2019 hat die Allianz erneut einen Rekordgewinn abgeliefert – vor allem dank der Leben- und Krankensparte. Ungetrübt sind die Zahlen allerdings dennoch nicht. So verbuchte die Kompositsparte einen deutlichen Gewinnrückgang. Und die Industrieversicherungstochter AGCS sorgt treibt dem Vorstand ebenfalls Sorgenfalten ins Gesicht.
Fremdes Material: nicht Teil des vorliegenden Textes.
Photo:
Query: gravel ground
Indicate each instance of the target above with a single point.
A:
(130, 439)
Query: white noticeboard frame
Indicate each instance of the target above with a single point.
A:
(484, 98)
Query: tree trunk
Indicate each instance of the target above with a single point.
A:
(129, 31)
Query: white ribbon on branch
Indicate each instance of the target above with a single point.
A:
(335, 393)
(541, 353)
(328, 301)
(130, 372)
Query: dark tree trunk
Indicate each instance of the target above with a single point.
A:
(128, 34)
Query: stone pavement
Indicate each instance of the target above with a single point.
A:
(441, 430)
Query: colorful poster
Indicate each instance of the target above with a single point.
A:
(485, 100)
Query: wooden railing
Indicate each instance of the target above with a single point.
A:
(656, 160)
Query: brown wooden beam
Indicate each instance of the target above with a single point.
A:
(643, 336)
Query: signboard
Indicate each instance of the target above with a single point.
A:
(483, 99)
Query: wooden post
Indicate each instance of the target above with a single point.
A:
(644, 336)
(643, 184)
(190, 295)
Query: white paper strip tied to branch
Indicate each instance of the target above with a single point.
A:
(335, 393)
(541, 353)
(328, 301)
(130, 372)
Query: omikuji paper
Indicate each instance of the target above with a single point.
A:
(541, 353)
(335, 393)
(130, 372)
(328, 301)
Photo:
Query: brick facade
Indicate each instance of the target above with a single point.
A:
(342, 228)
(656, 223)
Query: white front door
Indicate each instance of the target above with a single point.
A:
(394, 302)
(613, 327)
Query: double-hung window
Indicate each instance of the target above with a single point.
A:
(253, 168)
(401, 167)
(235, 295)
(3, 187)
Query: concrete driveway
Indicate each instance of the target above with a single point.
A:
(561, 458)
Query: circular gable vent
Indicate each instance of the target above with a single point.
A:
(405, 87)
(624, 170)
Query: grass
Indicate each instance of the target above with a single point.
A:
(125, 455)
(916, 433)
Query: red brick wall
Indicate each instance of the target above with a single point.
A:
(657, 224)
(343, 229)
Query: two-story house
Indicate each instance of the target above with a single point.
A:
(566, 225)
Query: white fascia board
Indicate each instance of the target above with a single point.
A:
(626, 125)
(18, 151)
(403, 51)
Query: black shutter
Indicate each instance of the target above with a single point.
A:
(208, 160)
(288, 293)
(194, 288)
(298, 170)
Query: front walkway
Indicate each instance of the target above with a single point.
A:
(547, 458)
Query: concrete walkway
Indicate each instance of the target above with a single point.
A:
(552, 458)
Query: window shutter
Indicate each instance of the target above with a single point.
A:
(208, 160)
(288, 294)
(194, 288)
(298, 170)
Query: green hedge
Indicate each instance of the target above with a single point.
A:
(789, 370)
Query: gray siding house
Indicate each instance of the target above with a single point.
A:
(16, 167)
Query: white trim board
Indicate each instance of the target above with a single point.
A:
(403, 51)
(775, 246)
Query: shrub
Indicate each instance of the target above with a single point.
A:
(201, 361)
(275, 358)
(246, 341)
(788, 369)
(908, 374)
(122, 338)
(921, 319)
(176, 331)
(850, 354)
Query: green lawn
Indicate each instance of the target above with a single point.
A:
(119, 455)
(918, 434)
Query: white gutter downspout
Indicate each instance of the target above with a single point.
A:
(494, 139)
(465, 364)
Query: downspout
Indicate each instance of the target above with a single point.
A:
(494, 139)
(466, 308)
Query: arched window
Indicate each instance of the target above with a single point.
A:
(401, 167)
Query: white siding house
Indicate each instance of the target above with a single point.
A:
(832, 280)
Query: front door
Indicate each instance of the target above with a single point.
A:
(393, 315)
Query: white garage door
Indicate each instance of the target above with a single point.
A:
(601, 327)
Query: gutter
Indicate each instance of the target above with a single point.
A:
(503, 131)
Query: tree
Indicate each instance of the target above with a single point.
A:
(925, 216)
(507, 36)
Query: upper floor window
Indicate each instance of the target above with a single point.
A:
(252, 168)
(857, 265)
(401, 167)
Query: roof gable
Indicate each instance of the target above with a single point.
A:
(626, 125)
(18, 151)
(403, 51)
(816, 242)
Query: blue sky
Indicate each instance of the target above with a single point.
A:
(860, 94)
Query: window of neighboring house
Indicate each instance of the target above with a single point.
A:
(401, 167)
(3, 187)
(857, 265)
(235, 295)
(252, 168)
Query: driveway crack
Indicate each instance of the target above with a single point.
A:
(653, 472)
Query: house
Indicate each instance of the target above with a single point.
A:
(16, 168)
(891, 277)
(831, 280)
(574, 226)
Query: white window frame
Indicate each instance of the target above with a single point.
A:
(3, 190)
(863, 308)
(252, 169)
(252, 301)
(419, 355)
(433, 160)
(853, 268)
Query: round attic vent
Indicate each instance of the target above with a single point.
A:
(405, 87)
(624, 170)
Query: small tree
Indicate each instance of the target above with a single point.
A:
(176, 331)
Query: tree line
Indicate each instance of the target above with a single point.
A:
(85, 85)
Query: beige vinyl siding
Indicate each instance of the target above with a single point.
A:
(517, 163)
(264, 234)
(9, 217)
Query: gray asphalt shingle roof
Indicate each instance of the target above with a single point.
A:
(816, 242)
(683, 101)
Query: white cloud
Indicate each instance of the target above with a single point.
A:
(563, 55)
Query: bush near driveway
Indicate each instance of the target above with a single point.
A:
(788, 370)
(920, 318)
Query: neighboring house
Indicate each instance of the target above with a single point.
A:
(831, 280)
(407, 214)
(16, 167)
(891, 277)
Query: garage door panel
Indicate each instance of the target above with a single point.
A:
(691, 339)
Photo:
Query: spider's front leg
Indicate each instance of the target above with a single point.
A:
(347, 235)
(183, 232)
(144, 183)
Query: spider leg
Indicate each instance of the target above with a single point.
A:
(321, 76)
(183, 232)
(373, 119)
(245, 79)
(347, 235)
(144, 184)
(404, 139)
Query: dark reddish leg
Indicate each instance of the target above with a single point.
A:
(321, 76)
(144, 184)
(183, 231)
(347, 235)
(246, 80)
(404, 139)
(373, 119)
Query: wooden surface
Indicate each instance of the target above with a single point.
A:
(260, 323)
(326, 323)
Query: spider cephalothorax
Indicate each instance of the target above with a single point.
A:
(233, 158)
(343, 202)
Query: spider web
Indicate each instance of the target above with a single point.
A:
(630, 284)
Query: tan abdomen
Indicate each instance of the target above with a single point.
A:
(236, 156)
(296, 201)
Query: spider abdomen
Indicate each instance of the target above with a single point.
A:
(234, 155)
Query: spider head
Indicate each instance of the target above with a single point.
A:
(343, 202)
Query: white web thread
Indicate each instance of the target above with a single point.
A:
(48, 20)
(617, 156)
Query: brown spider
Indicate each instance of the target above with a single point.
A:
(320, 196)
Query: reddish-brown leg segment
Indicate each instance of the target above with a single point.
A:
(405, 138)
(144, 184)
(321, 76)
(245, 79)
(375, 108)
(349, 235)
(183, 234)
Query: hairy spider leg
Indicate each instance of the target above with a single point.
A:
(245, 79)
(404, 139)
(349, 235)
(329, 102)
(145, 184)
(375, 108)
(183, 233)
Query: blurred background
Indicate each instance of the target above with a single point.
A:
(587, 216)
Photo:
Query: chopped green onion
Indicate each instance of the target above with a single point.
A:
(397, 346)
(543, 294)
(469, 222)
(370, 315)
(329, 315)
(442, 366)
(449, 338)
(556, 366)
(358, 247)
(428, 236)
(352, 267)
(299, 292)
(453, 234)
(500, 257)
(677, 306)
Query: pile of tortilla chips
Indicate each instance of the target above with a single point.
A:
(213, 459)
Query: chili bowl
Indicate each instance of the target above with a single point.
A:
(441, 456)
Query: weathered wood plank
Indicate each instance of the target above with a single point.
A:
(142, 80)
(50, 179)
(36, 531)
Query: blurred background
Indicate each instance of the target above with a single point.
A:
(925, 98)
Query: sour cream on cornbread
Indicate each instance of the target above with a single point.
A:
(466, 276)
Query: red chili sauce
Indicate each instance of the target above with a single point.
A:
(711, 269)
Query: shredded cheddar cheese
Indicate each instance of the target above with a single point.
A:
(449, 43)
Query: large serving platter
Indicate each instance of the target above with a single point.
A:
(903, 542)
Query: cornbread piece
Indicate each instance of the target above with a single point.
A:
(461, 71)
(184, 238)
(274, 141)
Die vorläufigen Zahlen sprechen erst einmal für sich: Der Gesamtumsatz stieg um 7,6 Prozent auf 142,4 Mrd. Euro (2018: 132,3 Mrd.). Der Gewinn stieg um 3,0 Prozent auf 11,9 Mrd. Euro (2018: 11,5 Mrd.) und lag damit in der oberen Hälfte des angekündigten Zielkorridors von 11,0 bis 12,0 Mrd. Euro.

Lebensparte wird zum Wachstumstreiber – AGCS bleibt das Sorgenkind

Wachstumstreiber waren dabei vor allem die Leben- und Krankenversicherung. Unter dem Strich steht in dieser Sparte ein Gewinnanstieg von 13,4 Prozent auf 4,7 Mrd. Euro (2018: 4,15 Mrd.). Der Umsatz stieg ebenfalls um 8,5 Prozent auf 76,4 Mrd. Euro (2018: 70,4 Mrd.).

„Während das Zinsumfeld herausfordernd blieb, konnten wir den Wert des Neugeschäfts 2019 um 3,8 Prozent steigern. Ich bin hinsichtlich unserer Geschäftsaussichten optimistisch. Wir werden weiterhin Managementmaßnahmen ergreifen und unser Produktangebot zum Nutzen unserer Kunden und Aktionäre an die aktuellen Marktbedingungen anpassen. Ein Beweis dafür ist das starke operative Ergebnis“, kommentiert Finanzvorstand Giulio Terzariol.

Sorgenkind ist hingegen die Kompositsparte mit einem deutlichen Gewinnrückgang um 11,9 Prozent auf 5,0 Mrd. Euro (2018: 5,7 Mrd.). Beim Umsatz verbuchte die Allianz hingegen ein Puls von 6,8 Prozent auf 59,2 Mrd. Euro (2018: 55,4 Mrd.). Die Schaden-Kostenquote stieg um 1,5 Prozentpunkte auf 95,5 Prozent.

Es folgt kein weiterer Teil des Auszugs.